Each has sought to describe how the architecture reflects the design ethos of the corresponding cars, often using indistinct terms like "performance", "craftsmanship" and "DNA".
Some design decisions do stand out however – most notably (and controversially) a car elevator in Porsche Design Tower and the upcoming Bentley Residences.
Named "the Dezervator" after Dezer Development boss Gil Dezer, the partner on both projects, it enables residents to park right inside their apartments high up from street level.
"In keeping with our identity, we have [...] consciously decided against design elements that have no function other than pure showmanship," Buescher nevertheless declared of the Porsche tower.

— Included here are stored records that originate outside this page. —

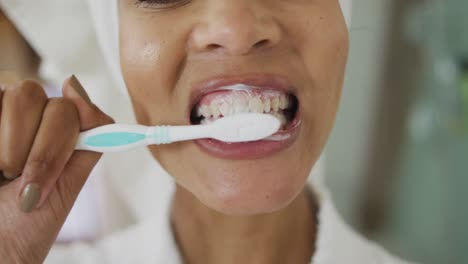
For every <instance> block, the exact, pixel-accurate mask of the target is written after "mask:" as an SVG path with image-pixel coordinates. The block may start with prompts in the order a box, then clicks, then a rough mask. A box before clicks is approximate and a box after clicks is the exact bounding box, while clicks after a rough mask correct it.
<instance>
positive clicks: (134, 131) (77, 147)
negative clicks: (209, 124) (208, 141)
mask: <svg viewBox="0 0 468 264" xmlns="http://www.w3.org/2000/svg"><path fill="white" fill-rule="evenodd" d="M207 127H208V126H202V125H199V126H152V127H147V126H142V125H125V124H111V125H106V126H101V127H97V128H94V129H91V130H88V131H85V132H81V133H80V135H79V137H78V143H77V144H76V146H75V149H76V150H89V151H94V152H119V151H125V150H129V149H133V148H136V147H142V146H147V145H152V144H156V145H161V144H169V143H172V142H176V141H184V140H192V139H198V138H206V137H209V134H210V129H207Z"/></svg>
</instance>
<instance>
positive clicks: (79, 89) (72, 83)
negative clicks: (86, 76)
mask: <svg viewBox="0 0 468 264" xmlns="http://www.w3.org/2000/svg"><path fill="white" fill-rule="evenodd" d="M70 85H71V87H73V89H75V91H76V92H77V93H78V94H79V95H80V96H81V98H83V99H84V100H85V101H86V102H87V103H88V104H91V99H90V98H89V96H88V93H86V90H85V89H84V88H83V85H81V83H80V81H78V79H77V78H76V76H75V75H74V74H73V75H72V77H71V78H70Z"/></svg>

Other projects make subtler concessions to the car.
At Aston Martin Residences, for example, developed by G&G Business Developments and designed by architecture studio Bodus Mian Anger in collaboration with Reichman, the parking ramp is angled specially to avoid scraping the front of a low-lying sports car.
"The car parking is incredible," said Reichman. "But we wanted to concentrate more on the home than the car in this instance – it was more about the drama of living."
That manifests itself chiefly in the form of a cantilevered pool deck on the 55th floor.
Similarly, while Pagani Residences will feature "preferred parking" and a private lounge for Pagani owners, the building's main gesture to the Italian brand is its relatively modest size, in a display of hyper-exclusivity deemed fitting for a company that manufactures only around 40 cars a year.
"All the other branded residences out there are 150 to 800-unit buildings," said Hamaoui. "That's not Pagani. We didn't want to build a mega-building, we want to build a very hand-curated and crafted, very special product."
In addition to the Dezervator, Bentley has selected other visual nods to its vehicles – with Sieger Suarez Architects' glass facade bearing diamond-shaped panels that reference Bentley car interiors.
The ambitions of the car brands making the move into real estate go well beyond the average luxury residential tower.
"It was about changing the landscape of Miami," said Aston Martin's Reichman.
"We didn't want to build just another building, we wanted to create a technical and architectural masterpiece that would set new standards in the luxury housing market," said Porsche's Buescher.
"To date, there is probably no other building that has such an innovative concept at the highest level of quality."
The question now is whether other marques can sustain the momentum, and whether car-branded residences become a long-term trend or a passing fad.
"The problem is once everyone is doing this it's a zero-sum game," said Graves. "What can they offer you next? It opens up the possibility of aircraft and ships."
Pagani has already designed a plane interior, while Aston Martin unveiled plans for a submarine in 2017 and Porsche recently collaborated on a speed boat, as well as offering design consultation services for yachts and jets.
Meanwhile, the car-branded residences phenomenon shows little sign of slowing down – with Porsche and Aston Martin both eager for more.
"We see great potential in this field and are in promising talks for projects in top locations in various major international cities," said Buescher.
"If someone calls tomorrow and says we have an amazing space right on the edge of Central Park and we're going to do this, then we'd say absolutely let's do it," echoed Reichman. "If it's the right partner, right position and the right mentality, then yes, for sure."